# Stanley Tools - Sheffield - May 2012



## urbex13

The History

The former Stanley Tools factory began as the Industry Works of James Arscott Chapman, listed in Goodman's Guide as a toolmaker and metal plane maker. The site was acquired by The Stanley Works in 1937. 

In 2008 Stanley consolidated this site with their sites in Ecclesfield and Hellaby to form a single factory on the Hellaby site.



> “During the past few years there has been the need for essential restructuring. Unfortunately there were redundancies, the bulk of these were dealt with by voluntary redundancies and mostly all amicably. With this now behind us we look forward to an exciting future and the chance to make Hellaby a truly world class facility."



Increasingly large parts of the 3.7 Acre facility are currently in use as a venue for airsoft, while the property itself remains on the market with Right Move stating that they "... understand the site currently has PLANNING PERMISSION for 179 units being a mixture of flats and houses." 

I visited the site twice for these pictures, once with a fellow Sheffield explorer. A return is probably in order to recapture some of the views from the rooftops, which, while spectacular, were somewhat dampened by the thick cloud.

The Pictures

A panorama of the majority of the buildings, admin on the left and the factory buildings to the right:






The famous map, ironically missing Britain itself:





There are some serious water issues throughout the place, with puddles across a lot of the floors:





Just in case you really hate Denmark or South Africa:





Some of the sheets used as cover by the airsofters:





Some of the space that hasn't been used:





Including this nice desk and tonnes of original paperwork:





The infirmary which looks as though it has been mocked up as a set for a horror movie:





Some evidence of the more laid back side of things:





The lowest of the factory floors, with puddles allowing for some nice reflections:





Some of a large number of toolboxes and other random components that had been left:





Obligatory peeling paint shot in the bathroom. Not too inviting:





Some of the graffiti is pretty special:










As is the view from the roof:






Thanks for looking, constructive criticism in welcome ​


----------



## King Al

Great report U13, like the pic of the urinals


----------



## flyboys90

The graffiti is some of the best I,ve seen on here? and the gents loo would make a great greetings card! I,m thinking now who I would love to send it to... Ho ho ho!! thanks for sharing great photos.


----------



## adzst24

I agree with Flyboys great graffiti and some great lighting in the pics cracking work urbex13 !.


----------



## jongriff

great pictures, really enjoyed looking/ reading thread


----------



## urbex13

Some more examples of the graffiti:


----------



## adzst24

Cheers for the graffiti (art) pics mate some people have real talent even if alot of the public will never see it in all its glory


----------



## flyboys90

urbex13 said:


> Some more examples of the graffiti:



Whoever it is it,s good.


----------



## MD

thats a good write and pics 
nice one


----------



## perjury saint

Splendid photos... Nice one! Particularly the peely paint bogs...


----------



## urbex13

Thanks guys. I can't resist textures like that, the effect you get when there are so many layers of paint over paint is pretty cool. Makes you wonder quite why they've gone for so many colour changes!


----------



## urbex13

Just wanted to add these as they won't make for a new report by themselves, the clouds broke for the first time in what seemed like weeks so up we went:


----------



## adzst24

more great pics budy.
thanks for sharing them.


----------



## Lost_In_Normandy

Thats your urbex self portrait right there!!

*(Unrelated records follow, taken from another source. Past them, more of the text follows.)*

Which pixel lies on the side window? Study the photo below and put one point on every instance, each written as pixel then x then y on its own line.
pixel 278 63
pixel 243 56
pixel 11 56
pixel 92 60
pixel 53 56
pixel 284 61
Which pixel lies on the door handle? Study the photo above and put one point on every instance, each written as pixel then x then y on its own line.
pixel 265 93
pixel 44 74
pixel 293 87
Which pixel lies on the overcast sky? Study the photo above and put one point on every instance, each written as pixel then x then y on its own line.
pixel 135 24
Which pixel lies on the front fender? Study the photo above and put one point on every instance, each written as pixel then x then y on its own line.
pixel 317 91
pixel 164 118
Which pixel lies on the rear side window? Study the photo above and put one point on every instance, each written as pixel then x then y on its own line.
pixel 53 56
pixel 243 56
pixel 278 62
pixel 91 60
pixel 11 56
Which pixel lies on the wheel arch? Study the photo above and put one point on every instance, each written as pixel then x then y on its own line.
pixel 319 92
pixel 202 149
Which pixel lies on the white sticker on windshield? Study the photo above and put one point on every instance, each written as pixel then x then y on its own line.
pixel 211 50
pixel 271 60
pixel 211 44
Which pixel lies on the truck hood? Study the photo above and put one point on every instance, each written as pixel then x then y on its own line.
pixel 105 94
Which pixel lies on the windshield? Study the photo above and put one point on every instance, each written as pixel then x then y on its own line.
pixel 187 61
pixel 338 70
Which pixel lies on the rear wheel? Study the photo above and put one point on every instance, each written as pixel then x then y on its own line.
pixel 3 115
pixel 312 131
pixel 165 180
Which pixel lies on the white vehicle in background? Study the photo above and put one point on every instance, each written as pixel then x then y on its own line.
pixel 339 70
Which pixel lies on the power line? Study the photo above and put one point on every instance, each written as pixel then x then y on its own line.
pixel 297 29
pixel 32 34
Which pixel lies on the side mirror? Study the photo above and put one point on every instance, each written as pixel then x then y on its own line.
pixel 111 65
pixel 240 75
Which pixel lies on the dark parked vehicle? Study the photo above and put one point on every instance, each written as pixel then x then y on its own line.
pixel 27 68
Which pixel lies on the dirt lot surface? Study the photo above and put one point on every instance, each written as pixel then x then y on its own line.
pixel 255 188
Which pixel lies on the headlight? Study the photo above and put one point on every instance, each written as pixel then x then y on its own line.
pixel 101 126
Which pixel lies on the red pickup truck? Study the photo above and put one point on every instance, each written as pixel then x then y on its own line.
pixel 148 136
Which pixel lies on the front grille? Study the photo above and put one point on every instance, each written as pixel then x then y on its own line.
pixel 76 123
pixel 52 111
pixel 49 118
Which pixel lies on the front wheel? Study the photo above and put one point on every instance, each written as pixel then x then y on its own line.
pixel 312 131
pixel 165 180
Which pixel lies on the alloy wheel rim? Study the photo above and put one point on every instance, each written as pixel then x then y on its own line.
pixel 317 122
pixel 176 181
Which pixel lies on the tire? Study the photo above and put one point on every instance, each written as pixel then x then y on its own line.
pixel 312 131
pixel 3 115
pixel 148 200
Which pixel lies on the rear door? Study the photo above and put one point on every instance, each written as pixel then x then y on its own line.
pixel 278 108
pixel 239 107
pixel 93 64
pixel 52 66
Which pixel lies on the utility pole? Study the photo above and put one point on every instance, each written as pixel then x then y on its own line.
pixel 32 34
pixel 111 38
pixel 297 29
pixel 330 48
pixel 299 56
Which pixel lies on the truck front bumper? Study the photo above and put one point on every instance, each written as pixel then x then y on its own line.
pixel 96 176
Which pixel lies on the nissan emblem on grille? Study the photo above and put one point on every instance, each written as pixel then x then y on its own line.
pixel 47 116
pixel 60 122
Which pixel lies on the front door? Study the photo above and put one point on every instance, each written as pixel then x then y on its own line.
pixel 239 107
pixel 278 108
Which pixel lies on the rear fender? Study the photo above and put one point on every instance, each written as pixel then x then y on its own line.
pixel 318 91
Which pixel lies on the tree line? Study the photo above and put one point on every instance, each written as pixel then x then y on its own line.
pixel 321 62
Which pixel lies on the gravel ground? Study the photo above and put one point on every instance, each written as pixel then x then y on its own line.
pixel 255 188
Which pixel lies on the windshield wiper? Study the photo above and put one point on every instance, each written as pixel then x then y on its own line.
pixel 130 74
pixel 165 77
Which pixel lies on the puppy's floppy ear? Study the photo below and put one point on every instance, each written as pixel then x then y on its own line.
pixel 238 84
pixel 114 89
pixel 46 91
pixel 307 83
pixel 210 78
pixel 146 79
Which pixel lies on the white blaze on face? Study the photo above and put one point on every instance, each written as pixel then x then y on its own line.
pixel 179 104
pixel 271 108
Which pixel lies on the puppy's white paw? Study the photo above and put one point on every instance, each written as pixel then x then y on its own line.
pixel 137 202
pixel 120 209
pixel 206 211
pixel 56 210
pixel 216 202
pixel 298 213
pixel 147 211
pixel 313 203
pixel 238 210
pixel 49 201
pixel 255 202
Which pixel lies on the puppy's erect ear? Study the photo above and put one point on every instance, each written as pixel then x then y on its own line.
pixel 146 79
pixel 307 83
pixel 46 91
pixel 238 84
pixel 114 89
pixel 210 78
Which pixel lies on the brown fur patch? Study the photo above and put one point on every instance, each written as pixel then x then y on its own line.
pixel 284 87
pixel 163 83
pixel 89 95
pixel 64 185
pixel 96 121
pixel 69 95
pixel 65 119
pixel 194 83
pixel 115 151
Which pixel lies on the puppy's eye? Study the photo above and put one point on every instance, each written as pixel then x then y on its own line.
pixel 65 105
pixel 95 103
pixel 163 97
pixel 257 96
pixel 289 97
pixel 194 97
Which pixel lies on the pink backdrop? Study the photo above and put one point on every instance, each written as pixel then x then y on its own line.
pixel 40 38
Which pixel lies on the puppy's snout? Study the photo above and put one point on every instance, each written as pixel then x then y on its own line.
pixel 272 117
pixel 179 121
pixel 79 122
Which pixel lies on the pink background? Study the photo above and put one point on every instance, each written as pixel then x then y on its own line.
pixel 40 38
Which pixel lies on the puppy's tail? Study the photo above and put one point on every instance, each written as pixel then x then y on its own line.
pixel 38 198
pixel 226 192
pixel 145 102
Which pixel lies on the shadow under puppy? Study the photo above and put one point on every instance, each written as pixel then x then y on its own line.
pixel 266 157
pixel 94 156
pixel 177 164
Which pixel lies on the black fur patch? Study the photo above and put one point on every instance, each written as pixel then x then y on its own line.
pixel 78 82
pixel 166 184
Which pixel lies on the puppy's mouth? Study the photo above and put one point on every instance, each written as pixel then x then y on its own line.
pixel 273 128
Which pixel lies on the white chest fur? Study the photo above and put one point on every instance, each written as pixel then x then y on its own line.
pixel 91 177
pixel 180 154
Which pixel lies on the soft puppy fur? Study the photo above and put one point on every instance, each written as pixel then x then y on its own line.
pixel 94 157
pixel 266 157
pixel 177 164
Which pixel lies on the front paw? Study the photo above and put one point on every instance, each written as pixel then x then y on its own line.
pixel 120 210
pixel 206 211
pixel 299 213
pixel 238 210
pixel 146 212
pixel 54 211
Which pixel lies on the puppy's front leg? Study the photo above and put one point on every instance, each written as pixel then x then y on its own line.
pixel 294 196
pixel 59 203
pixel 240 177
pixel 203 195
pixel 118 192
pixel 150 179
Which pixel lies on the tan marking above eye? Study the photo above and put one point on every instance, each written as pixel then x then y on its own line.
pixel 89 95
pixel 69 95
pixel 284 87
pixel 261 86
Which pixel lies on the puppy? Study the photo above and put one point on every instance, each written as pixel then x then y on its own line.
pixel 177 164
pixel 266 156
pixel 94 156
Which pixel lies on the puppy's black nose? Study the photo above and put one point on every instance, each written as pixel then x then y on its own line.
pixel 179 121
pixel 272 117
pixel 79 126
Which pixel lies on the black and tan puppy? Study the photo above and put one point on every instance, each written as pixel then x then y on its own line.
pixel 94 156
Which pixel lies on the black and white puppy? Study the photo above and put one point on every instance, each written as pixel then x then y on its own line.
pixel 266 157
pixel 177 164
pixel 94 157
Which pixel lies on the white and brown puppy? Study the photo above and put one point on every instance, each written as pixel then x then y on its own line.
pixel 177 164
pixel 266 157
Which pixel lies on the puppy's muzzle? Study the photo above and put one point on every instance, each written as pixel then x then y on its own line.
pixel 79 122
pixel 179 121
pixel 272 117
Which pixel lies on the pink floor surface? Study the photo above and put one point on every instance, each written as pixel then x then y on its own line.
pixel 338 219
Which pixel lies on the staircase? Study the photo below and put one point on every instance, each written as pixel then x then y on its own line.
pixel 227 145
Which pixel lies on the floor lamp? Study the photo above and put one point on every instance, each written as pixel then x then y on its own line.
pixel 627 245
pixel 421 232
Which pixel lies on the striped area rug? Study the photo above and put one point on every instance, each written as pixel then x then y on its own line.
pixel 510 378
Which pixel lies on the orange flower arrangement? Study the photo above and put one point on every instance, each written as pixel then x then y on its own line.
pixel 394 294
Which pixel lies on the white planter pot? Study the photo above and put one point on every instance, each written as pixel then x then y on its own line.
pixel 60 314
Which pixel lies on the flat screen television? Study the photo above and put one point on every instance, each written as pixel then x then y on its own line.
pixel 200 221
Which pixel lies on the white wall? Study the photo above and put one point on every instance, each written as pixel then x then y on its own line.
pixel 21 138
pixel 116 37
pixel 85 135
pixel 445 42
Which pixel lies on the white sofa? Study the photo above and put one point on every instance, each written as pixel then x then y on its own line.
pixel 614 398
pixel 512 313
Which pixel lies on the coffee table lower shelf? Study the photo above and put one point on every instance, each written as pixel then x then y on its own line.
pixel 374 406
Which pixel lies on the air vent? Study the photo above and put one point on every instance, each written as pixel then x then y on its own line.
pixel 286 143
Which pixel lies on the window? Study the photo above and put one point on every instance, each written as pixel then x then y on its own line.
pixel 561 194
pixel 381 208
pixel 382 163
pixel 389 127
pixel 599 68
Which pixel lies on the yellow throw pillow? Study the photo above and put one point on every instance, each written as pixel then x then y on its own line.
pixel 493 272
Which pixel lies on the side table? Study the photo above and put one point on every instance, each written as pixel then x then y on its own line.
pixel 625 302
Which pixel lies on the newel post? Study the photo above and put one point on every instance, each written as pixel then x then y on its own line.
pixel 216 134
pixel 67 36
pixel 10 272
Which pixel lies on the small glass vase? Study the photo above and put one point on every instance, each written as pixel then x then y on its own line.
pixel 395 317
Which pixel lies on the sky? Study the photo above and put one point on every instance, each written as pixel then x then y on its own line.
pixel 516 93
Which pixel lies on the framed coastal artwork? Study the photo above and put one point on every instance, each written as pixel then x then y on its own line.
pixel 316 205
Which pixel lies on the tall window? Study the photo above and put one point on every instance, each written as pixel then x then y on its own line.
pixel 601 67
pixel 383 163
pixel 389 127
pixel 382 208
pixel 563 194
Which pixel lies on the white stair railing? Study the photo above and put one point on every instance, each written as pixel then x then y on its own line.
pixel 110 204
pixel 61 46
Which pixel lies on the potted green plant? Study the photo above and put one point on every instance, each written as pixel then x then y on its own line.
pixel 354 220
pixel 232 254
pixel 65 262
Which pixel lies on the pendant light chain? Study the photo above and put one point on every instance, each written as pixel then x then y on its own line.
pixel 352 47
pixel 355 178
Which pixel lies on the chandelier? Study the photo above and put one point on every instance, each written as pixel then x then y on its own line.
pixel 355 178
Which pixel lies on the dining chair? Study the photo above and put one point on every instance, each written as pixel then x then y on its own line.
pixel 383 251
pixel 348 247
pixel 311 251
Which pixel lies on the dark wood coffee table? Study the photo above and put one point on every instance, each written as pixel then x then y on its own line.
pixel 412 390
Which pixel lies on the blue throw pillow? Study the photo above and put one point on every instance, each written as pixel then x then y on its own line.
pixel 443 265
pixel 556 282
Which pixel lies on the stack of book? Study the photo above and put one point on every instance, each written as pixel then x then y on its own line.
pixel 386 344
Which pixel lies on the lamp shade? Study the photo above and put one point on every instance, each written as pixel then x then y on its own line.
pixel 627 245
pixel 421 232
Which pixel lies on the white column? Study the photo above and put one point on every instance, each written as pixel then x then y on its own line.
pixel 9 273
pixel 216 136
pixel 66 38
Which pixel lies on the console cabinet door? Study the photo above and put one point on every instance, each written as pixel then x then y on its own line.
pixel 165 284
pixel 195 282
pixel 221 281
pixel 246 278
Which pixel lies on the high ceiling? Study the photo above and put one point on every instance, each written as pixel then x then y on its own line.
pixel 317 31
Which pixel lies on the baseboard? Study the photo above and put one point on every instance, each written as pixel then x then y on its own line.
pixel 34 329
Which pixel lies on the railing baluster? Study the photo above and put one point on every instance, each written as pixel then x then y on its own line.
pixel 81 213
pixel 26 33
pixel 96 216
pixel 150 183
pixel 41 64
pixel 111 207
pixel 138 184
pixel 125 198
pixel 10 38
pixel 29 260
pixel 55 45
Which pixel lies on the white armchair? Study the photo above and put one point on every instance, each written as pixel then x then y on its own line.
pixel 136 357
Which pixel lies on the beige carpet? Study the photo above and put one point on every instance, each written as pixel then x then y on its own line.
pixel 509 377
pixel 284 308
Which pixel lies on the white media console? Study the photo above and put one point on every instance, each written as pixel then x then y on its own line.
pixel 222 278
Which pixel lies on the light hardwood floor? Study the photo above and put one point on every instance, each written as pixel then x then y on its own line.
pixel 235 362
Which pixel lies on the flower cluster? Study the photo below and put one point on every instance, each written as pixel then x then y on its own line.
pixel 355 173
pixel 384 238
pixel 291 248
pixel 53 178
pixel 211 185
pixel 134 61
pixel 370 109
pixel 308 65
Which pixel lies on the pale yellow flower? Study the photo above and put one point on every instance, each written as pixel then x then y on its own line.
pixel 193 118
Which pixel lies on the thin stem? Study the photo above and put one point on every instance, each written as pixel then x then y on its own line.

Great work and I love the warehouse with water reflection picture, depth is fantastic.

thankyou for sharing with us!


----------



## urbex13

Cheers everyone! I'll be going back for a sunset at some point soon


----------



## Landsker

Some superb photos there, very nice!


----------



## Oyster

Great report, I really enjoyed the graffiti and a keen eye for a good photo, thanks.


----------



## UrbanX

Stunning photographs, all of them! Thanks for sharing!


----------



## urbex13

Thanks guys, I'll try to keep on posting at a steady rate over the summer, I think I've finally really got to grips with my DSLR (after three years) but they do just keep on giving in terms of versatility I suppose. I'm tempted to chuck up a new report on George Barnsley's but it's in such a depressing state now


----------



## Silent Hill

That's cool mate, and the graff is superb. You could get some great set up shots in the mock blood bath scene


----------



## imyimyimy

amazing stuff there, site looks massive!


----------



## fleydog

Love the puddles picture, nicely done.


----------



## sonyes

It's been said, but honestly.....STUNNING!!!! thx


----------